Suggestions for Future Research

Because of the use of the third grade Iowa Test of Basic Skills (ITBS) scores as a covariate, the four years of immersion schooling prior to taking the ITBS were not taken into account. Considering that the FI students obtained ITBS scores were higher than the RE student scores, a longitudinal study of immersion which could account for those initial four years would be useful. Because of the pivotal role of parents who choose to place their children in immersion, the effect of this parental involvement on the children’s academic achievement also needs to be examined. The lack or absence of African-American students in immersion programs situated in schools with large African-American populations underscores the need to study which students enter or leave immersion and why.

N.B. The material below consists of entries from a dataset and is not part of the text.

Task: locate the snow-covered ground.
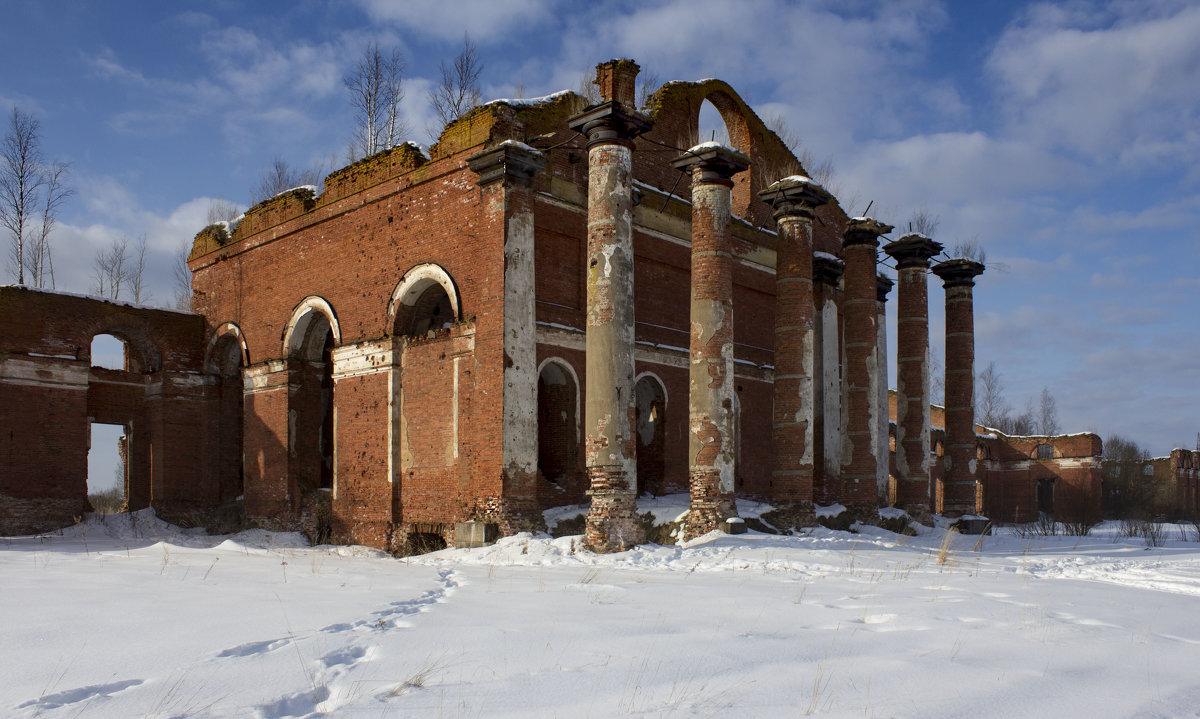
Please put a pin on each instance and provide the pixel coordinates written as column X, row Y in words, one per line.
column 130, row 617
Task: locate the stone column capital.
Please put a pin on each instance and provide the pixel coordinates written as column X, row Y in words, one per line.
column 610, row 123
column 827, row 269
column 883, row 285
column 913, row 250
column 795, row 197
column 515, row 163
column 864, row 231
column 958, row 273
column 711, row 162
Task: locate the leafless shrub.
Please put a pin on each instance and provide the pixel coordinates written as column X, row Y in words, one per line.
column 375, row 84
column 279, row 178
column 111, row 501
column 924, row 222
column 457, row 94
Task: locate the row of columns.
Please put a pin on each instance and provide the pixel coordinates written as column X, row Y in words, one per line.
column 853, row 447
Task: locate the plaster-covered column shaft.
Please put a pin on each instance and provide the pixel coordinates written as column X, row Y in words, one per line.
column 711, row 401
column 959, row 460
column 507, row 178
column 882, row 450
column 610, row 419
column 912, row 253
column 793, row 199
column 863, row 361
column 827, row 396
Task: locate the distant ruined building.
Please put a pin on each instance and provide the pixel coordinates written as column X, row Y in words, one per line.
column 559, row 304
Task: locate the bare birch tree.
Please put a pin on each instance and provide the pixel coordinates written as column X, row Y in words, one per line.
column 280, row 178
column 924, row 222
column 376, row 90
column 181, row 279
column 136, row 271
column 457, row 94
column 21, row 181
column 111, row 269
column 54, row 193
column 1048, row 417
column 991, row 409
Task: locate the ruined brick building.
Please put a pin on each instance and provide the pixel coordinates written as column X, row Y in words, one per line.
column 558, row 304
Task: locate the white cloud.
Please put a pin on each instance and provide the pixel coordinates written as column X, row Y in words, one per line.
column 485, row 21
column 1114, row 82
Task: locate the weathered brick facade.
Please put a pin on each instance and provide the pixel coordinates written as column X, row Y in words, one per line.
column 545, row 310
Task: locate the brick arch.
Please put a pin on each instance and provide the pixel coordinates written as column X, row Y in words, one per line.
column 558, row 420
column 141, row 351
column 675, row 109
column 215, row 364
column 297, row 330
column 651, row 405
column 412, row 293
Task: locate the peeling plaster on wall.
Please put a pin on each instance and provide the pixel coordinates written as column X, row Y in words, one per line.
column 924, row 414
column 881, row 407
column 831, row 381
column 520, row 330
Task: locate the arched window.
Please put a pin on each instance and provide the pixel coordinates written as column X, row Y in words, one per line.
column 225, row 359
column 557, row 420
column 310, row 340
column 651, row 402
column 425, row 299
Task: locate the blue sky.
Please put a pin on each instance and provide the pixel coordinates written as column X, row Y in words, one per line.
column 1063, row 137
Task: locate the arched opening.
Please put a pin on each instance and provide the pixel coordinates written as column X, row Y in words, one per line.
column 557, row 421
column 651, row 403
column 712, row 125
column 425, row 299
column 107, row 477
column 1045, row 497
column 108, row 352
column 226, row 359
column 311, row 341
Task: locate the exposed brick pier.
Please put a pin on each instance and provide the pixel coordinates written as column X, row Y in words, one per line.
column 711, row 367
column 959, row 461
column 793, row 201
column 912, row 253
column 610, row 420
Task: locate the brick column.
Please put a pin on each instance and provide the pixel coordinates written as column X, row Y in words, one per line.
column 711, row 389
column 959, row 460
column 912, row 253
column 795, row 201
column 610, row 419
column 859, row 479
column 827, row 360
column 882, row 413
column 507, row 179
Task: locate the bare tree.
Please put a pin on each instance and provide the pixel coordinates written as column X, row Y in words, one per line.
column 969, row 250
column 1048, row 414
column 924, row 222
column 136, row 273
column 588, row 88
column 376, row 90
column 457, row 93
column 221, row 210
column 991, row 409
column 648, row 83
column 55, row 192
column 21, row 181
column 181, row 279
column 936, row 382
column 279, row 178
column 111, row 269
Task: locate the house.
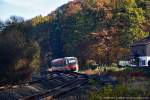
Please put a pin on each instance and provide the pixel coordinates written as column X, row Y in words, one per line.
column 140, row 50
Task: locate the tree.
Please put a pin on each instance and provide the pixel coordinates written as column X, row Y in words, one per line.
column 19, row 57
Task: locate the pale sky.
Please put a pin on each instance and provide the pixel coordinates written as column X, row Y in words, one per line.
column 28, row 8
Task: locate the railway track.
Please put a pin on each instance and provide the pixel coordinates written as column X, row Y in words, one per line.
column 63, row 83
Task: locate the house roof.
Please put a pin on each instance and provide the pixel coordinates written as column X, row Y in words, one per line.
column 144, row 41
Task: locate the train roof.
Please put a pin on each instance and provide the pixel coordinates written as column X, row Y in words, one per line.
column 60, row 59
column 144, row 41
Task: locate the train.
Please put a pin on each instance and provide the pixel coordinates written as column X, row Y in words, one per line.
column 65, row 64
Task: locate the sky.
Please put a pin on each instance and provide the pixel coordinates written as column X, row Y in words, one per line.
column 28, row 8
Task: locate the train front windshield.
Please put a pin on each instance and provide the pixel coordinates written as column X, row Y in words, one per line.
column 72, row 62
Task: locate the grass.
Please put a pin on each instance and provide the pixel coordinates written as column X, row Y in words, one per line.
column 132, row 82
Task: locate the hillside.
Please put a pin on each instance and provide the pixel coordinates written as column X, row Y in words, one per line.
column 98, row 31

Finally, a replication of this study in a geographical area where French is not a heritage language for the African-American students could increase the generalizability of the findings in this study and allow for conclusions regarding the effect that learning a heritage language versus simply learning a second language has on students.


Conclusion
Immersion is not a panacea for ameliorating African-American students’ education. However, in terms of the educational equity for African-American students, this study lends support to earlier findings and shows that African-American students’ are as academically successful in these programs as African-American students in non-immersion programs. Furthermore, the positive collective self-esteem (one of the findings from the qualitative phase of this study), extensive language skills and high LEAP scores of the FI students in well-implemented programs indicate that immersion is a beneficial environment for African-American and White students.


Footnotes
1 Two of the schools were closed after this study as part of school districts’ desegregation plans.